A rischio lo “Sblocca Italia” per alcune infrastrutture

Autostrada della Maremma, l’Ue avvia la seconda fase della procedura di infrazione

Green Italia: «Bene, stesso atteggiamento anche per le richieste di altre proroghe»

[17 ottobre 2014]

La Commissione europea chiede ancora una volta al nostro Paese di rispettare le norme Ue in materia di appalti pubblici e ricorda che «l’Italia ha concesso una proroga di 18 anni alla società SAT, la concessionaria attualmente incaricata della costruzione e gestione dell’autostrada A12 Livorno-Civitavecchia. Il contratto di concessione è stato esteso, senza previa gara d’appalto, impedendo così la partecipazione di imprese con sede in altri Stati Membri, potenzialmente interessate. Nel quadro del diritto Ue, l’estensione di una concessione è equivalente e segue le stesse norme di una nuova concessione, e può essere quindi concessa solo a seguito di una gara pubblica». Quindi la Commissione Ue «ritiene che l’Italia sia venuta meno agli obblighi imposti dalle norme comunitarie in materia di appalti pubblici, con particolare riferimento alla direttiva 2004/18/CE» ed ha inviato all’Italia un parere motivato, procedendo alla seconda fase della procedura d’infrazione già avviata.

«Se entro due mesi l’Italia non notificherà alla Commissione alcuna misura che ponga fine alla violazione del diritto Ue – dicono a Bruxelles – la Commissione potrà decidere di portare il caso davanti alla Corte europea di giustizia».

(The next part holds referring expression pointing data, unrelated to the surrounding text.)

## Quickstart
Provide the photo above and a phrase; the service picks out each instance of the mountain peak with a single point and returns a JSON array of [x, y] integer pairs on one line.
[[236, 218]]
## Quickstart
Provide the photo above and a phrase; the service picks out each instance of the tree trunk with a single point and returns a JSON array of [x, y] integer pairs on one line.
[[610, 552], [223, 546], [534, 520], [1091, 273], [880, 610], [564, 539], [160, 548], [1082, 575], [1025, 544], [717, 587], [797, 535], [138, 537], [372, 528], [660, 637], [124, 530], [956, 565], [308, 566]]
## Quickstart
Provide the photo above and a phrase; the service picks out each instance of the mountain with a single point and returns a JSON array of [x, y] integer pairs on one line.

Monica Frassoni e Anna Donati, di Green Italia, sottolineano che «la Commissione Ue ha giustamente bacchettato il Governo italiano sul caso della proroga di scadenza della concessione SAT per l’autostrada della Maremma, la A12 Livorno-Civitavecchia,  e sulla quota dei lavori che il governo italiano si era impegnato a mettere a gara. Avevamo sollecitato la Commissione Ue, e il parere motivato che porta avanti la procedura d’infrazione richiama giustamente il Governo al rispetto dei principi della libera concorrenza. La decisione della Ue è un segnale molto utile anche perché, contrariamente agli impegni presi con la Commissione, l’Italia continua a chiedere ulteriori proroghe alle concessioni autostradali, come ben dimostra l’articolo 5 del decreto Sblocca Italia.  Ora sono a rischio anche le altre proroghe richieste, come ad esempio quelle per la tratta Venezia-Trieste di Autovie Venete, l’A21 di CentroPadane e la Brescia-Padova, Autobrennero, perché del tutto in contrasto con il diritto comunitario, oltre che con il buon senso. E’ illogico infatti dedicare ingenti risorse pubbliche alla costruzione di autostrade che si sono rivelate del tutto inutili, violando elementari norme di tutela della libera concorrenza e del mercato».